The March for Our Lives showed how our children were and are able to tackle issues that have gone unsolved as the National Rifle Association has maintained a stranglehold on many of our politicians through huge donations to their political campaigns.

However, there are things we can do right now to keep our children safer until many of the new laws and regulations are passed and go into effect.

The young man who was the killer at Marjory Stoneman Douglas High School in Florida was a former student at that school himself. He reportedly was in and out of that school several times the very day he fatally shot 17 people and wounded many others.

In many, and perhaps most, schools in Maine, once the school day has begun, the doors are locked and anyone wanting to enter the building must be buzzed in by a school employee.

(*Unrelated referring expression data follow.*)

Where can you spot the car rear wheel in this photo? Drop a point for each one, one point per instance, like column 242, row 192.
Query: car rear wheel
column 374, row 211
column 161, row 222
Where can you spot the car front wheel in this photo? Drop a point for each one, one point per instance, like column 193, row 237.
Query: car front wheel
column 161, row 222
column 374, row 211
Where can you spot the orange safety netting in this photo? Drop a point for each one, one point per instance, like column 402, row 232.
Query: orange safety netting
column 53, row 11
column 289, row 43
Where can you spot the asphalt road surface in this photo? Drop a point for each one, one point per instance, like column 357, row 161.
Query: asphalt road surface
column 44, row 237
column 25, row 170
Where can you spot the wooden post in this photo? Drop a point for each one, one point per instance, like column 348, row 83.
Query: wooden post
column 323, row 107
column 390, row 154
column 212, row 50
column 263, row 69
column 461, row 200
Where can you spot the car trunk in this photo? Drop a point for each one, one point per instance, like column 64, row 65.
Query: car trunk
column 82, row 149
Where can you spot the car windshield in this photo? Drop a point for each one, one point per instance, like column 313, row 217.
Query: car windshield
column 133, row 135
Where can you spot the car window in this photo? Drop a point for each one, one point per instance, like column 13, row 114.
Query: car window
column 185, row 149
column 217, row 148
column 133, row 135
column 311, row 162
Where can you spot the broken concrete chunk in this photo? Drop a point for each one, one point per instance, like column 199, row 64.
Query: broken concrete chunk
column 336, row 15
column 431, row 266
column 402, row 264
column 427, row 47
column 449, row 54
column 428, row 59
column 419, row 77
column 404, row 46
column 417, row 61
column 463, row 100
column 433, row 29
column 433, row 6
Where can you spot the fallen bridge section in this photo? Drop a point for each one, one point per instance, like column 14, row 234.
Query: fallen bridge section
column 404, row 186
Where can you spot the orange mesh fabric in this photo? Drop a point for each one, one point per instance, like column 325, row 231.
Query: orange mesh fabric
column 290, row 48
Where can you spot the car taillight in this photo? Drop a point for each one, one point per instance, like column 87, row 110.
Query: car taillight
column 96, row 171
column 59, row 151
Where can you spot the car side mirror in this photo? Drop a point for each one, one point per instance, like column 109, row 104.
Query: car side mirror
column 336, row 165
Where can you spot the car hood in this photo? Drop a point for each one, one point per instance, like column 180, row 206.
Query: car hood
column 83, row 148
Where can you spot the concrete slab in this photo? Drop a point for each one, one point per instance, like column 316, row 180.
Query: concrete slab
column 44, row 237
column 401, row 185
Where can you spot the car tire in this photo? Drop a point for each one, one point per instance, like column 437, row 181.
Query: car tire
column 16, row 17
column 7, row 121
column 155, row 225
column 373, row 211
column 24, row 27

However, many schools have before- and after-care programs that obviously start well before the school day. Those parents and participating students may enter the buildings without any identification or even a staff member present to monitor the entrance. In addition, those parents and designated persons picking up students after school who do not ride the school bus may enter many schools as soon as the door is unlocked, showing no identification until they are inside the building.

Many high school students enter and leave their buildings many times during the day, for various reasons, without any security in place.

Many changes to provide tighter security in our schools will cost thousands, if not millions, of dollars in building renovations, such as major entrance and exit construction, glass replacement, security cameras, bulletproof classroom doors with locks that can be activated remotely. The list goes on and on.

However, tightening up the school buildings’ security should and could be accomplished at this point without a lot of additional expense. Surely the lives of our children and school staff are well worth the effort.